Twice baked potatoes are a tasty alternative to mashed or plain baked potatoes. You can prepare these a day in advance.

Feel free to add some bacon, diced ham, cheddar  or Parmesan cheese, or sliced cooked mushrooms.


  • 6 large baking potatoes
  • 4 tablespoons sour cream
  • 3 to 4 tablespoons milk or half-and-half
  • 1/4 cup butter, room temperature
  • 2 tablespoons fresh chopped chives

Steps to Make It

  1. Scrub potatoes; pat dry.

  2. Heat oven to 425 F.

  3. Pierce top of potatoes with a fork. Bake for about 50 minutes, or until potatoes ​are tender. Remove a thin slice from the top of each potato and scoop out most of the potato into a bowl, leaving shells intact.

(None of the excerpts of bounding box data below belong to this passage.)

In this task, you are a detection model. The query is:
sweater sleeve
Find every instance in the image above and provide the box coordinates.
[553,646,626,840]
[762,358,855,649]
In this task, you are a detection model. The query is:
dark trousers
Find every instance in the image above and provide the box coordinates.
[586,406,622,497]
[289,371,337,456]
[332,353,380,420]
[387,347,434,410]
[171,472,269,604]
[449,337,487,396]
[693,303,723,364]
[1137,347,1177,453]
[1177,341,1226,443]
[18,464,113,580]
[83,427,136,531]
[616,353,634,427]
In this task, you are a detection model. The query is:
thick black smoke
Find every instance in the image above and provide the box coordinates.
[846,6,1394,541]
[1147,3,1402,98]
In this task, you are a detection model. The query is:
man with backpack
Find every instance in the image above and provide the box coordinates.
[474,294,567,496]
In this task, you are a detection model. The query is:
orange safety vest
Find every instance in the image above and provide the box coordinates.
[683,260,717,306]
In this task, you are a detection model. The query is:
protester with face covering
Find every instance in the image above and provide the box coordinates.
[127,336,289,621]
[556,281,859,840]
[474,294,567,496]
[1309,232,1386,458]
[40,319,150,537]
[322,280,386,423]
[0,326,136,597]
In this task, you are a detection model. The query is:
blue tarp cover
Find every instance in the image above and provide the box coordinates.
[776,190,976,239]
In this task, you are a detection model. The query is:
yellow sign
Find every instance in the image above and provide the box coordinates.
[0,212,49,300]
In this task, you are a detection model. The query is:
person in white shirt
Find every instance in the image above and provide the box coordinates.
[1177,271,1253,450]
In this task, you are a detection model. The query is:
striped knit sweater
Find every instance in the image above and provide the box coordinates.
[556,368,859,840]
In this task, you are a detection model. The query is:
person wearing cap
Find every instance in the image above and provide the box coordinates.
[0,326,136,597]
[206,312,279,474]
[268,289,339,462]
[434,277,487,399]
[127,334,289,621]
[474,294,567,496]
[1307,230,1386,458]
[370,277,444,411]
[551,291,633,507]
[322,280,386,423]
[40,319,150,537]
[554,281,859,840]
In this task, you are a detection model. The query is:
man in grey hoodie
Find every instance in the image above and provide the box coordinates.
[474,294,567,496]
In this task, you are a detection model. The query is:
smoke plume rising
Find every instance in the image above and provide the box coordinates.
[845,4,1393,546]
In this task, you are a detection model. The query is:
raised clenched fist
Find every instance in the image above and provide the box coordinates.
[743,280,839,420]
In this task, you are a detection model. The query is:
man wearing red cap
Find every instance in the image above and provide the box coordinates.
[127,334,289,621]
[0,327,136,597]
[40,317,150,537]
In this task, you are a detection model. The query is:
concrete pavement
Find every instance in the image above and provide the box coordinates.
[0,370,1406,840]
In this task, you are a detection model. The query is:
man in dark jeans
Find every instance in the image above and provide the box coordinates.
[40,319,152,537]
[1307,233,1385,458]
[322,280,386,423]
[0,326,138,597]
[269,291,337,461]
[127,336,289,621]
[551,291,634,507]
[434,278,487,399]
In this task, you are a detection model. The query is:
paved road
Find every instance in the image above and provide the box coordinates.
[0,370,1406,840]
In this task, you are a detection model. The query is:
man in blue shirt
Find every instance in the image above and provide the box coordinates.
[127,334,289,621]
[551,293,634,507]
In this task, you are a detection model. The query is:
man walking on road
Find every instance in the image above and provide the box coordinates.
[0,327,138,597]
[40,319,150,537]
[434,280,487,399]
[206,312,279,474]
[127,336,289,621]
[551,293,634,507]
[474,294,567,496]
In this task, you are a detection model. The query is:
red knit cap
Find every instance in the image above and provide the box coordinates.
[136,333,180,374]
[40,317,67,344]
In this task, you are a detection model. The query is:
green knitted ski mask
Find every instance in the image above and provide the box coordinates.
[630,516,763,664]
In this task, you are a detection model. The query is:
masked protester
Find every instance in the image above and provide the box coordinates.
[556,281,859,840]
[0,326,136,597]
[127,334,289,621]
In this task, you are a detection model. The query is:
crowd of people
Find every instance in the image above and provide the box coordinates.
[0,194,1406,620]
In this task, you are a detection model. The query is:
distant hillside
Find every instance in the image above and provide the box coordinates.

  4. In a bowl, combine the potato with the sour cream, 3 tablespoons milk, and the butter; beat until well blended. Add more milk or half-and-half if needed. Beat in salt and pepper then spoon the mixture into the potato skins. Sprinkle with the chives.

  5. Cover and refrigerate until the next day or bake at 375 F for about 10 to 15 minutes, or until lightly browned.

  6. If the potatoes have been refrigerated, bake at 375 F for 20 to 25 minutes, until hot and lightly browned.